Kearney Township is a civil township of Antrim County in the U.S. state of Michigan. The population was 1,780 at the 2020 census. A portion of the village of Bellaire is located within the township.

==Geography==
According to the United States Census Bureau, the township has a total area of 91.3 km2, of which 88.7 km2 is land and 2.6 km2, or 2.87%, is water.

==Demographics==
As of the census of 2000, there were 1,764 people, 661 households, and 464 families residing in the township. The population density was 51.5 PD/sqmi. There were 932 housing units at an average density of 27.2 /sqmi. The racial makeup of the township was 97.17% White, 0.28% African American, 0.57% Native American, 0.06% Asian, 0.40% from other races, and 1.53% from two or more races. Hispanic or Latino of any race were 1.59% of the population.

There were 661 households, out of which 32.5% had children under the age of 18 living with them, 54.3% were married couples living together, 11.8% had a female householder with no husband present, and 29.8% were non-families. 25.6% of all households were made up of individuals, and 10.0% had someone living alone who was 65 years of age or older. The average household size was 2.41 and the average family size was 2.89.

In the township the population was spread out, with 24.4% under the age of 18, 7.1% from 18 to 24, 26.9% from 25 to 44, 20.9% from 45 to 64, and 20.7% who were 65 years of age or older.
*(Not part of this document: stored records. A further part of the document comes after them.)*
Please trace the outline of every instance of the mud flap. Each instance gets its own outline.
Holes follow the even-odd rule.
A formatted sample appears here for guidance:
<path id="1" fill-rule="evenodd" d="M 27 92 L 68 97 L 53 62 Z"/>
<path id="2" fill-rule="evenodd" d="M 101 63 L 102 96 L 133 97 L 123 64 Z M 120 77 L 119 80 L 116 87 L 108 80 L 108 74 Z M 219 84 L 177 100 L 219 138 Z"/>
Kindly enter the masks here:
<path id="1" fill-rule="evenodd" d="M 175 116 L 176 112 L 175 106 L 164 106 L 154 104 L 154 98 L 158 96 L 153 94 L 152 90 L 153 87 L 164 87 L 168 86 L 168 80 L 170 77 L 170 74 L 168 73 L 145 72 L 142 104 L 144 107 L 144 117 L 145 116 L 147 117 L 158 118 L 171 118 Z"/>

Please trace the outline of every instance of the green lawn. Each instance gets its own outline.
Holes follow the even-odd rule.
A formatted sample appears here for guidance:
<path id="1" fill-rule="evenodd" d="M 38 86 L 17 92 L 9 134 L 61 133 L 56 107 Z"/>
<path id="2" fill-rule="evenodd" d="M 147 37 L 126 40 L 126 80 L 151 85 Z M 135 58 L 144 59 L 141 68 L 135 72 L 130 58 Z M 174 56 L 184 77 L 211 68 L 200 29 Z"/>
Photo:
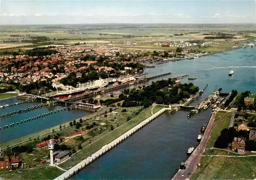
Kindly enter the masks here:
<path id="1" fill-rule="evenodd" d="M 227 155 L 219 151 L 219 154 Z M 233 153 L 228 154 L 233 155 Z M 191 179 L 252 179 L 256 173 L 256 156 L 202 156 Z"/>
<path id="2" fill-rule="evenodd" d="M 18 173 L 16 170 L 11 172 L 0 171 L 0 177 L 7 179 L 53 179 L 63 172 L 56 167 L 43 166 L 24 169 L 21 173 Z"/>
<path id="3" fill-rule="evenodd" d="M 104 145 L 109 144 L 133 127 L 151 116 L 151 107 L 144 109 L 140 114 L 132 118 L 131 120 L 110 131 L 108 134 L 93 142 L 83 148 L 81 151 L 73 155 L 72 158 L 59 166 L 69 169 L 82 160 L 90 156 L 91 154 L 100 149 Z"/>
<path id="4" fill-rule="evenodd" d="M 215 117 L 215 122 L 218 123 L 221 118 L 225 116 L 226 113 L 227 112 L 223 111 L 218 112 L 216 114 L 216 117 Z M 219 137 L 219 136 L 221 134 L 222 129 L 225 128 L 228 128 L 231 116 L 231 112 L 229 112 L 228 115 L 214 128 L 214 129 L 212 129 L 212 131 L 210 134 L 210 139 L 206 144 L 206 147 L 207 148 L 213 147 L 218 137 Z"/>
<path id="5" fill-rule="evenodd" d="M 13 98 L 17 96 L 16 93 L 1 93 L 0 94 L 0 101 Z"/>

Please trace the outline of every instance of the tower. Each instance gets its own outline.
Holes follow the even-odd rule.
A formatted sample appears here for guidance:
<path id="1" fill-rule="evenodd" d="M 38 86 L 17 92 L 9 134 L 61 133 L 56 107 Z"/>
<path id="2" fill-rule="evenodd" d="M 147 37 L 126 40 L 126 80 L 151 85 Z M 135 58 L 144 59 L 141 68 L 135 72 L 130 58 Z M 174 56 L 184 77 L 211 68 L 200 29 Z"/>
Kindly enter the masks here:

The median age was 40 years. For every 100 females, there were 91.9 males. For every 100 females age 18 and over, there were 89.2 males.

The median income for a household in the township was $36,058, and the median income for a family was $45,677. Males had a median income of $35,391 versus $21,739 for females. The per capita income for the township was $19,106. About 5.8% of families and 8.1% of the population were below the poverty line, including 7.8% of those under age 18 and 11.8% of those age 65 or over.